Jovem Pan, Gazeta do Povo e
Brasil Paralelo foram alvos do TSE
Institutos de religião e Direito
assinaram nesta quinta-feira, 19, uma carta aberta contra a censura judicial às liberdades
de expressão. São ao todo 18 entidades de advogados, juristas, religiosos,
igrejas, usuários de internet e contabilidade. Entre as instituições estão o
Instituto Brasileiro de Direito e Religião (IBDR), o Movimento de Advogados de
Direita do Brasil e a Associação Brasileira de Juristas Conservadores.
“Os últimos anos têm sido
marcados por uma forte onda de limitações impostas à liberdade de opinião e
expressão de ideias no Brasil”, informou o documento. “Diante das inúmeras
decisões judiciais interferindo na comunicação em redes sociais e, até mesmo,
na liberdade de imprensa e de produção jornalística, podemos afirmar que
estamos adentrando, em caso de não reversão do curso, em um período de Estado
de exceção não constitucional.”
Conforme o texto, a atual
situação do país foi iniciada em março de 2019, quando o Supremo Tribunal
Federal (STF) instaurou o “Inquérito das Fake News”.
“Por meio de decisões de alguns de seus
ministros, o STF procede com uma série de ações para derrubar canais de
conteúdo em redes sociais, desmonetizando jornalistas e influenciadores
conforme o seu arbítrio e ao arrepio da lei processual”, comunicou a carta
contra a censura.
O texto cita a censura da Suprema Corte contra a juíza Ludmila Lins
Grillo, o uso obrigatório da tornozeleira eletrônica por parte do deputado
federal eleito Zé Trovão (PL-SC) e as decisões do ministro
Alexandre de Moraes contra o deputado federal Daniel Silveira (PTB-RJ).
“O Estado de Direito só pode
existir por meio do exercício das liberdades, bem como pela limitação dos
Poderes da República através do respeito às leis e à Constituição”, informaram
as entidades. “No cenário atual, o Poder Judiciário estica a corda, ao
atropelar as prerrogativas dos demais Poderes da República e ao desrespeitar os
direitos fundamentais do cidadão brasileiro.”
Para o pastor integrante do IBDR
Thiago Rafael Vieira, especialista em Estado constitucional e liberdade
religiosa, a liberdade de expressão é o veículo das demais liberdades. “Se o
cidadão não puder expressar suas insatisfações e anseios, como poderá exercer
as demais liberdades civis fundamentais?”, interpelou. “A liberdade de imprensa
funciona como um catalisador, neutralizando más práticas e inibindo atos
corruptores.”
Segundo Vieira, “nossa jovem
democracia está passando pelo seu grande teste de sobrevivência”. “Enquanto
vivermos, não deixaremos de lutar por nossas liberdades”, declarou.
Censura aos veículos de
comunicação
Hoje, a Jovem Pan informou que
está sob censura. Segundo a emissora, o Tribunal Superior
Eleitoral (TSE) proibiu a empresa de informar os brasileiros sobre os fatos que
envolvem a condenação do ex-presidente Lula (PT), candidato à Presidência.

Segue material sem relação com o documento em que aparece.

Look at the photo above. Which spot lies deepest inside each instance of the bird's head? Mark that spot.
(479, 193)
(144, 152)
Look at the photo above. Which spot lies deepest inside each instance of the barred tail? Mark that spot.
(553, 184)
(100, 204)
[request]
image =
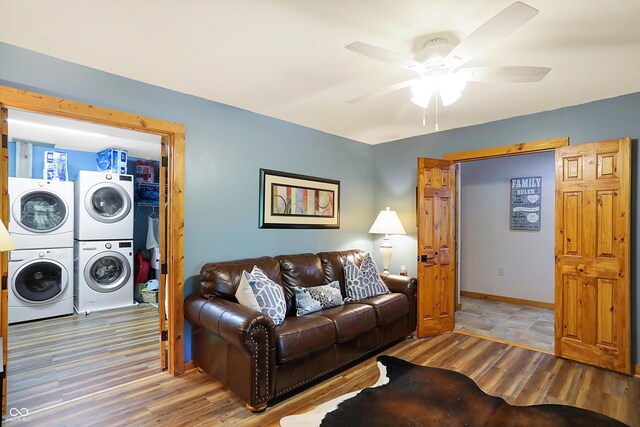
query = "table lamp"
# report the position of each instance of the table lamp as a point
(6, 242)
(387, 223)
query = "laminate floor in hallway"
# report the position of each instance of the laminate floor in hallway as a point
(519, 324)
(57, 360)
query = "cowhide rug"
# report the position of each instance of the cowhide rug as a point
(412, 395)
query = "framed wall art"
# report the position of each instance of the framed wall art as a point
(526, 196)
(290, 200)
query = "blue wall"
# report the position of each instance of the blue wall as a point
(395, 166)
(225, 148)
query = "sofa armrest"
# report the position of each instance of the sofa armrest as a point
(408, 286)
(249, 365)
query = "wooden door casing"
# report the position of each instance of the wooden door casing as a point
(592, 254)
(436, 246)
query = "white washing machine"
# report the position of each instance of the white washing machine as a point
(41, 213)
(41, 283)
(103, 204)
(103, 275)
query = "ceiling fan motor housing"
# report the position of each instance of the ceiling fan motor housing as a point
(434, 52)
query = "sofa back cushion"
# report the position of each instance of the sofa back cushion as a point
(333, 265)
(222, 278)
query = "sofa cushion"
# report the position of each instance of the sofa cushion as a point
(351, 320)
(364, 281)
(388, 307)
(312, 299)
(298, 336)
(268, 295)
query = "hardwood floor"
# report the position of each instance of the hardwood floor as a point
(520, 376)
(527, 326)
(54, 361)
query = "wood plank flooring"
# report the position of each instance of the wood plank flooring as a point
(527, 326)
(57, 360)
(520, 376)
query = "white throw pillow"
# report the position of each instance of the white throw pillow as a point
(244, 294)
(363, 282)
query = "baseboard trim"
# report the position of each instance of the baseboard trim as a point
(509, 300)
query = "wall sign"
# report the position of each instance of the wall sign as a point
(526, 194)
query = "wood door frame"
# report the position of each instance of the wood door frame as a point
(175, 135)
(493, 153)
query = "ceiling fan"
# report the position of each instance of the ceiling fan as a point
(437, 63)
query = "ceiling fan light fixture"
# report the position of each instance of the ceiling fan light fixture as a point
(421, 91)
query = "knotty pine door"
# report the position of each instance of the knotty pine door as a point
(593, 183)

A emissora argumentou que a decisão da Corte Eleitoral foi
proferida “ao arrepio do princípio democrático de liberdade de
imprensa”, que proíbe qualquer forma de censura e obstáculo para a atividade
jornalística. “Não importa o contexto, a determinação do Tribunal é para que
esses assuntos não sejam tratados na programação jornalística da emissora”, diz
o texto.
Na terça-feira 18, o ministro Benedito Gonçalves, do TSE,
determinou a suspensão da monetização de canais e veículos de informação como
Brasil Paralelo, Foco do Brasil, Folha Política e Dr. News. A decisão estará em
vigor até 31 de outubro, depois das eleições.
Em 5 de outubro, o ministro Paulo
de Tarso Sanseverino, do TSE, censurou o jornal paranaense Gazeta do Povo. O
juiz determinou que o Twitter e o Facebook removessem 31 postagens que informam
sobre o apoio de Lula ao ditador de esquerda da Nicarágua, Daniel Ortega.

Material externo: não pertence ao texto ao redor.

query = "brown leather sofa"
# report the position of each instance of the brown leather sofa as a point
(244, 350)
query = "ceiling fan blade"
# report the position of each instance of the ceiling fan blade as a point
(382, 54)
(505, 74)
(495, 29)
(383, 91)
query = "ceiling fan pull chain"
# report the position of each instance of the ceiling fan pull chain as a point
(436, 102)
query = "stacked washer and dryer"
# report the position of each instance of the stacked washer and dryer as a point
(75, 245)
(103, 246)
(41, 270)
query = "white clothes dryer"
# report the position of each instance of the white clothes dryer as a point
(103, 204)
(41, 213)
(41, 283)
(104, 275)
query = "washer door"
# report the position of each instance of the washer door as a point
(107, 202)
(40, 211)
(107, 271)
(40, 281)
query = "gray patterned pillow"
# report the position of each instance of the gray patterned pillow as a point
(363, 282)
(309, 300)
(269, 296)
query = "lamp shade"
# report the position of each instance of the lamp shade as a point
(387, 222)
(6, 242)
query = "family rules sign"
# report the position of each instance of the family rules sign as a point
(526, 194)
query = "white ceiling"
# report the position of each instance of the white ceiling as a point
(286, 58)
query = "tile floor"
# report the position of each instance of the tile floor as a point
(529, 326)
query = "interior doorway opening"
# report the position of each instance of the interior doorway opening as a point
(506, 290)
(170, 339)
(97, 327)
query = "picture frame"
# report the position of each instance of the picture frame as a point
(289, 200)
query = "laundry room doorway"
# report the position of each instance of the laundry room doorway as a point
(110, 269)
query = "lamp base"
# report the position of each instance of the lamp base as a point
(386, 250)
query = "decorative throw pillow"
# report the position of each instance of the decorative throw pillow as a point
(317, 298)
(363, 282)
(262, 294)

Na sexta-feira 7, a coligação do PT entrou com uma representação no TSE para
censurar a Revista Oeste. O pedido do PT contra Oeste foi
negado pelo TSE.
“Oeste nunca foi alvo
de decisão do TSE sobre fake news”, argumenta Alexandre Fidalgo,
advogado da revista, ao afirmar que os representantes da campanha de Lula
cometeram um equívoco. “Uma empresa jornalística devidamente registrada e séria
não pode ser acusada da prática da chamada fake news.”